The Rig: Number 37
Matt designed the body by eye. First he built a cardboard model, then used the
model to form a fiberglas body "by Darth Vader out of Miss Piggy." "We'll go fast in
the straights and let the corners take care of themselves," he said. The rig's
body design uses the air flowing around and through it to literally suck itself
against the racetrack.
The driver
is separated from the monster 130-horsepwer, 1000 cc Suzuki engine by an aluminum shield a
sixteenth of an inch thick and a foot wide. The driver straddles the engine nearly
prone, legs nestled into metal/shields alongside the engine. The inch-thick tubular
steel frame is British-made, like most sidecar frames, but it has been heavily
modified by Matt and Jim.
Most of the other sidecars are front-exit: the passenger crouches on a little platform
in front of the side wheel, with a framework and cowling in front of him.

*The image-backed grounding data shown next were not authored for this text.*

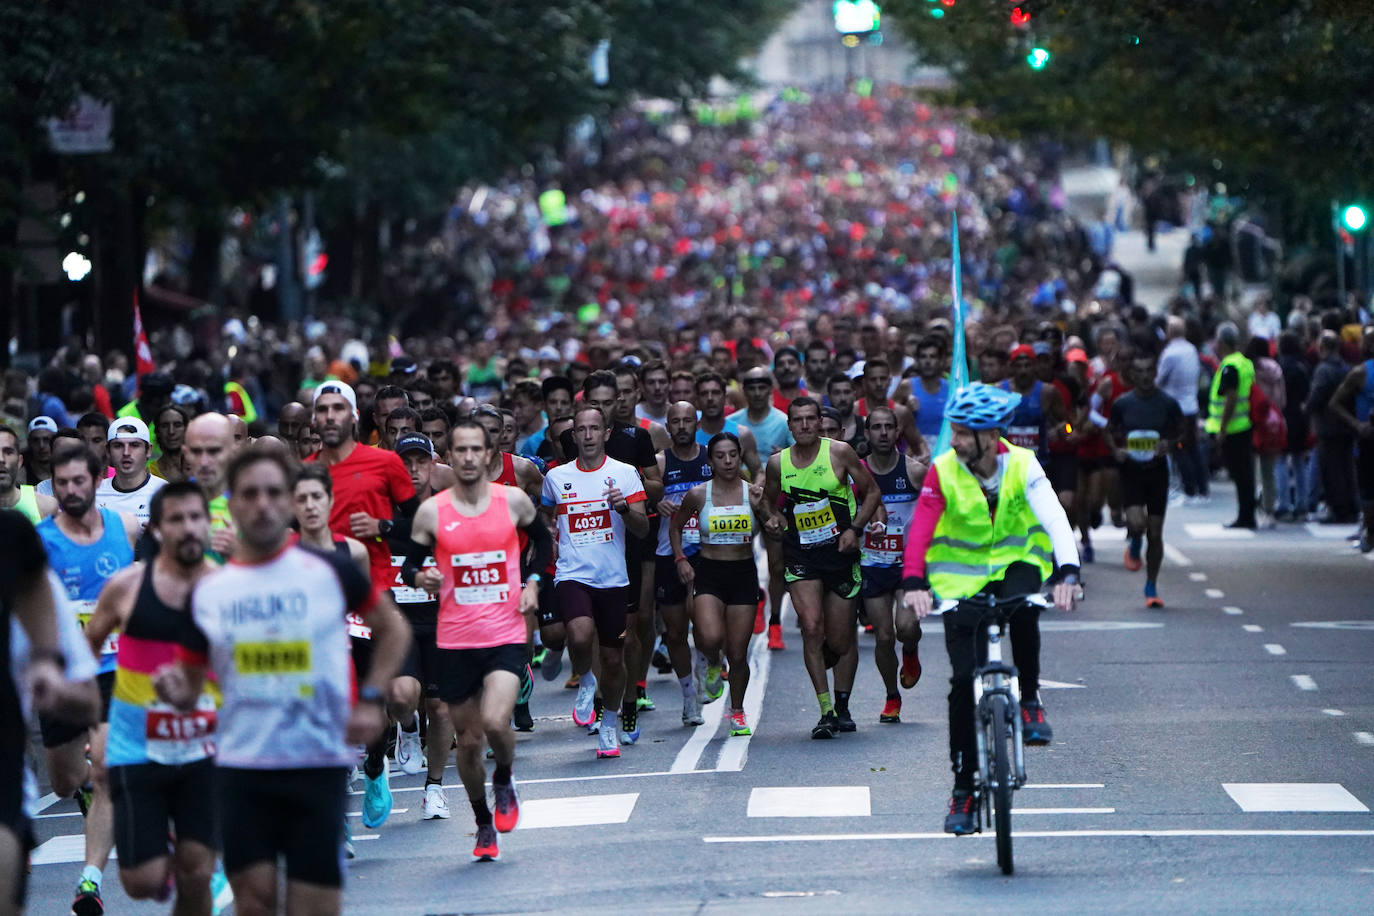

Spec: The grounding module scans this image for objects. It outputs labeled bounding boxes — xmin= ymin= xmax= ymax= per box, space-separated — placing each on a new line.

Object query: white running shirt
xmin=541 ymin=455 xmax=646 ymax=588
xmin=97 ymin=474 xmax=166 ymax=527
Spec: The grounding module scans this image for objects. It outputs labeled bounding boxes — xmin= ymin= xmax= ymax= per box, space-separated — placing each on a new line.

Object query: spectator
xmin=1274 ymin=330 xmax=1313 ymax=521
xmin=1306 ymin=331 xmax=1358 ymax=524
xmin=1205 ymin=322 xmax=1257 ymax=529
xmin=1246 ymin=294 xmax=1281 ymax=345
xmin=1245 ymin=336 xmax=1285 ymax=526
xmin=1157 ymin=316 xmax=1208 ymax=505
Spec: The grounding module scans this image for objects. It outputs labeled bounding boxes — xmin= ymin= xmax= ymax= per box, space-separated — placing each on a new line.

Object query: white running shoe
xmin=423 ymin=783 xmax=451 ymax=820
xmin=395 ymin=719 xmax=424 ymax=776
xmin=682 ymin=690 xmax=705 ymax=726
xmin=572 ymin=672 xmax=599 ymax=726
xmin=596 ymin=720 xmax=620 ymax=758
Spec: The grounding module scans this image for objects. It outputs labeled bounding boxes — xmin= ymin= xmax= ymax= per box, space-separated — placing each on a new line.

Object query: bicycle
xmin=930 ymin=590 xmax=1051 ymax=875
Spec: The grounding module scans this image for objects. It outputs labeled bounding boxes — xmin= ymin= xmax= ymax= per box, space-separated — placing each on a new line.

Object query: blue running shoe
xmin=361 ymin=766 xmax=393 ymax=828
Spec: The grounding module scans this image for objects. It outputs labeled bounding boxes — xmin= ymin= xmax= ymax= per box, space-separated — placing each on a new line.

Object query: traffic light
xmin=1010 ymin=6 xmax=1031 ymax=27
xmin=1341 ymin=204 xmax=1368 ymax=232
xmin=833 ymin=1 xmax=880 ymax=34
xmin=1026 ymin=47 xmax=1051 ymax=69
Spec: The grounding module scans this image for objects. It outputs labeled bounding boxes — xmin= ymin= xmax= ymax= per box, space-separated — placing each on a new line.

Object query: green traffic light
xmin=1341 ymin=204 xmax=1368 ymax=232
xmin=1026 ymin=47 xmax=1051 ymax=69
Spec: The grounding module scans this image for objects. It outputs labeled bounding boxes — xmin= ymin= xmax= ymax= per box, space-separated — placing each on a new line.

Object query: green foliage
xmin=889 ymin=0 xmax=1374 ymax=232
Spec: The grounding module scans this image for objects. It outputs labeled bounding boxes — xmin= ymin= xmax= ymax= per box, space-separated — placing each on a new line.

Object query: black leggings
xmin=941 ymin=562 xmax=1043 ymax=790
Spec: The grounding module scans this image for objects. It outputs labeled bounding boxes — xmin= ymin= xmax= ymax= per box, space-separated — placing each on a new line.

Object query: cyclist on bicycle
xmin=900 ymin=384 xmax=1080 ymax=835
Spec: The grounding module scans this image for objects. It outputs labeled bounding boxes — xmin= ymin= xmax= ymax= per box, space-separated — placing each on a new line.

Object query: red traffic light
xmin=1010 ymin=6 xmax=1031 ymax=27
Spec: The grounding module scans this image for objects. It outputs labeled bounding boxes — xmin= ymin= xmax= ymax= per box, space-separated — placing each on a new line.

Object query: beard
xmin=61 ymin=493 xmax=94 ymax=517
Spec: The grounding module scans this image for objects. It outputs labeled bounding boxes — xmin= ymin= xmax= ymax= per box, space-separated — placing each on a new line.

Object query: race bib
xmin=346 ymin=612 xmax=372 ymax=639
xmin=452 ymin=551 xmax=511 ymax=604
xmin=75 ymin=601 xmax=119 ymax=657
xmin=390 ymin=555 xmax=436 ymax=605
xmin=793 ymin=498 xmax=839 ymax=545
xmin=1126 ymin=429 xmax=1160 ymax=463
xmin=567 ymin=501 xmax=614 ymax=547
xmin=706 ymin=510 xmax=751 ymax=544
xmin=1006 ymin=425 xmax=1041 ymax=451
xmin=861 ymin=523 xmax=904 ymax=566
xmin=234 ymin=641 xmax=311 ymax=675
xmin=682 ymin=515 xmax=701 ymax=546
xmin=145 ymin=695 xmax=217 ymax=765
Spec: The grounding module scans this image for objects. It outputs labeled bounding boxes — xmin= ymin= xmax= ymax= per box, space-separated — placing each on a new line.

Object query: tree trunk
xmin=185 ymin=219 xmax=222 ymax=302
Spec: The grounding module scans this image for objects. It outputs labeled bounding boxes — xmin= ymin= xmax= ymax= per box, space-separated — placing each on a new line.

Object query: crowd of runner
xmin=3 ymin=85 xmax=1373 ymax=914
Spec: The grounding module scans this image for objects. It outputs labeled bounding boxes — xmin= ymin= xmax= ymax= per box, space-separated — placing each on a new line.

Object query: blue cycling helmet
xmin=945 ymin=383 xmax=1022 ymax=431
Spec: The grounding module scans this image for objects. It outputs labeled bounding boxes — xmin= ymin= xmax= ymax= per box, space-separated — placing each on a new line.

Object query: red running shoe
xmin=900 ymin=647 xmax=922 ymax=689
xmin=767 ymin=623 xmax=785 ymax=651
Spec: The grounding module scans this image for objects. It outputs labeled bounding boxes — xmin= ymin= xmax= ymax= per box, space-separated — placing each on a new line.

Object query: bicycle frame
xmin=973 ymin=618 xmax=1027 ymax=790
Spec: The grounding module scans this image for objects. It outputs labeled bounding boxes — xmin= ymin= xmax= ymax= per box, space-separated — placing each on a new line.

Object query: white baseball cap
xmin=28 ymin=417 xmax=58 ymax=434
xmin=108 ymin=417 xmax=151 ymax=444
xmin=314 ymin=381 xmax=359 ymax=419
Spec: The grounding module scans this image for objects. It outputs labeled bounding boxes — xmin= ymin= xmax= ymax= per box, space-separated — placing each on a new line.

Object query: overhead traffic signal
xmin=1026 ymin=47 xmax=1051 ymax=69
xmin=1010 ymin=6 xmax=1031 ymax=27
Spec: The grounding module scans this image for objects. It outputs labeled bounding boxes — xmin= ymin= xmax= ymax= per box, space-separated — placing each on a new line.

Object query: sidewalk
xmin=1060 ymin=164 xmax=1189 ymax=314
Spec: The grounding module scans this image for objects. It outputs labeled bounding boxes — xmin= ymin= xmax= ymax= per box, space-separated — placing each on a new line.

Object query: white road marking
xmin=1223 ymin=606 xmax=1244 ymax=615
xmin=1032 ymin=678 xmax=1086 ymax=690
xmin=1223 ymin=783 xmax=1368 ymax=813
xmin=34 ymin=792 xmax=60 ymax=813
xmin=1291 ymin=675 xmax=1318 ymax=691
xmin=1188 ymin=572 xmax=1208 ymax=581
xmin=1205 ymin=588 xmax=1225 ymax=599
xmin=1355 ymin=732 xmax=1374 ymax=747
xmin=1185 ymin=523 xmax=1255 ymax=540
xmin=1291 ymin=621 xmax=1374 ymax=631
xmin=1242 ymin=624 xmax=1263 ymax=633
xmin=1323 ymin=709 xmax=1346 ymax=717
xmin=670 ymin=683 xmax=724 ymax=773
xmin=29 ymin=834 xmax=97 ymax=865
xmin=1014 ymin=807 xmax=1116 ymax=815
xmin=1163 ymin=544 xmax=1193 ymax=566
xmin=1303 ymin=522 xmax=1358 ymax=539
xmin=747 ymin=787 xmax=870 ymax=818
xmin=350 ymin=768 xmax=720 ymax=796
xmin=519 ymin=792 xmax=639 ymax=829
xmin=1023 ymin=783 xmax=1105 ymax=789
xmin=348 ymin=808 xmax=408 ymax=817
xmin=354 ymin=834 xmax=380 ymax=841
xmin=1263 ymin=643 xmax=1287 ymax=656
xmin=1039 ymin=620 xmax=1164 ymax=632
xmin=703 ymin=829 xmax=1374 ymax=844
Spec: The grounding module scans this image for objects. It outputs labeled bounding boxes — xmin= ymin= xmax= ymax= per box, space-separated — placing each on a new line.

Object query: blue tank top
xmin=1000 ymin=380 xmax=1048 ymax=461
xmin=695 ymin=414 xmax=741 ymax=449
xmin=38 ymin=507 xmax=135 ymax=674
xmin=735 ymin=407 xmax=793 ymax=458
xmin=657 ymin=446 xmax=712 ymax=557
xmin=860 ymin=456 xmax=917 ymax=568
xmin=1358 ymin=359 xmax=1374 ymax=423
xmin=913 ymin=378 xmax=949 ymax=439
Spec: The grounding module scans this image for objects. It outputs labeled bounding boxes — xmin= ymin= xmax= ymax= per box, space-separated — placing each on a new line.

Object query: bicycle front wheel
xmin=988 ymin=694 xmax=1014 ymax=874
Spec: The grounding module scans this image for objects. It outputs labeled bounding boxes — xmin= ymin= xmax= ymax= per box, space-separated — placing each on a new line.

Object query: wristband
xmin=358 ymin=685 xmax=385 ymax=706
xmin=526 ymin=573 xmax=542 ymax=586
xmin=674 ymin=554 xmax=688 ymax=563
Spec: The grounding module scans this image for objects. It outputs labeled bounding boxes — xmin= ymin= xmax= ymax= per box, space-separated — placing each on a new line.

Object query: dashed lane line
xmin=1291 ymin=675 xmax=1318 ymax=691
xmin=1263 ymin=644 xmax=1287 ymax=656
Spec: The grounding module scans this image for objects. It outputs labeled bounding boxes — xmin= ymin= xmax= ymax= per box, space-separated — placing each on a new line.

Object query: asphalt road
xmin=24 ymin=486 xmax=1374 ymax=914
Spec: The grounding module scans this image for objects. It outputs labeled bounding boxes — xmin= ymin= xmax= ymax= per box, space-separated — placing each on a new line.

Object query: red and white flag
xmin=133 ymin=290 xmax=156 ymax=376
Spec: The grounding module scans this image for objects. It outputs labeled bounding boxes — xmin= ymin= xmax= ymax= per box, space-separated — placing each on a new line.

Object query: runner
xmin=899 ymin=384 xmax=1080 ymax=835
xmin=1325 ymin=326 xmax=1374 ymax=552
xmin=907 ymin=336 xmax=950 ymax=441
xmin=859 ymin=407 xmax=927 ymax=724
xmin=0 ymin=424 xmax=58 ymax=522
xmin=96 ymin=417 xmax=167 ymax=528
xmin=762 ymin=397 xmax=883 ymax=739
xmin=771 ymin=347 xmax=807 ymax=410
xmin=653 ymin=402 xmax=715 ymax=728
xmin=402 ymin=419 xmax=550 ymax=860
xmin=1110 ymin=350 xmax=1183 ymax=607
xmin=25 ymin=416 xmax=57 ymax=488
xmin=151 ymin=405 xmax=189 ymax=482
xmin=670 ymin=432 xmax=770 ymax=737
xmin=184 ymin=413 xmax=239 ymax=563
xmin=857 ymin=359 xmax=926 ymax=460
xmin=306 ymin=381 xmax=418 ymax=829
xmin=542 ymin=404 xmax=648 ymax=759
xmin=826 ymin=373 xmax=867 ymax=456
xmin=82 ymin=482 xmax=221 ymax=913
xmin=475 ymin=406 xmax=544 ymax=501
xmin=385 ymin=434 xmax=456 ymax=810
xmin=36 ymin=442 xmax=140 ymax=916
xmin=154 ymin=449 xmax=409 ymax=916
xmin=694 ymin=373 xmax=761 ymax=475
xmin=635 ymin=360 xmax=672 ymax=427
xmin=2 ymin=511 xmax=77 ymax=915
xmin=734 ymin=368 xmax=794 ymax=649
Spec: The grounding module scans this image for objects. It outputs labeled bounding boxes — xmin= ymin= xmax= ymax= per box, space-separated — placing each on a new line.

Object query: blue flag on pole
xmin=933 ymin=212 xmax=969 ymax=457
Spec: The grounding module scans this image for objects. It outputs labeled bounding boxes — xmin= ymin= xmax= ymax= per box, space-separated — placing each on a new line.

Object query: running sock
xmin=363 ymin=745 xmax=386 ymax=780
xmin=81 ymin=865 xmax=102 ymax=888
xmin=636 ymin=679 xmax=647 ymax=690
xmin=425 ymin=777 xmax=443 ymax=787
xmin=887 ymin=692 xmax=900 ymax=701
xmin=1128 ymin=535 xmax=1142 ymax=558
xmin=1144 ymin=580 xmax=1158 ymax=598
xmin=493 ymin=763 xmax=512 ymax=786
xmin=470 ymin=796 xmax=493 ymax=826
xmin=679 ymin=675 xmax=695 ymax=696
xmin=817 ymin=691 xmax=834 ymax=715
xmin=621 ymin=701 xmax=636 ymax=720
xmin=834 ymin=691 xmax=851 ymax=715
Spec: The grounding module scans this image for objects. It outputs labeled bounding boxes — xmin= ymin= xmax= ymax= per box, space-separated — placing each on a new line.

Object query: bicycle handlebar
xmin=930 ymin=591 xmax=1052 ymax=617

Matt's
machine is a rear-exit: the platform is behind the side wheel, so when the bike
brakes heavily Matt can press himself against the fender and let it absorb the
decelleration, rather than Matt having to crouch in front of the wheel and cling to
the framework.
"At least I can jump off if I have to," says Matt. The doctor is cocooned in steel,
encapsuled like a Mercury astronaut, wearing the machine, not riding it.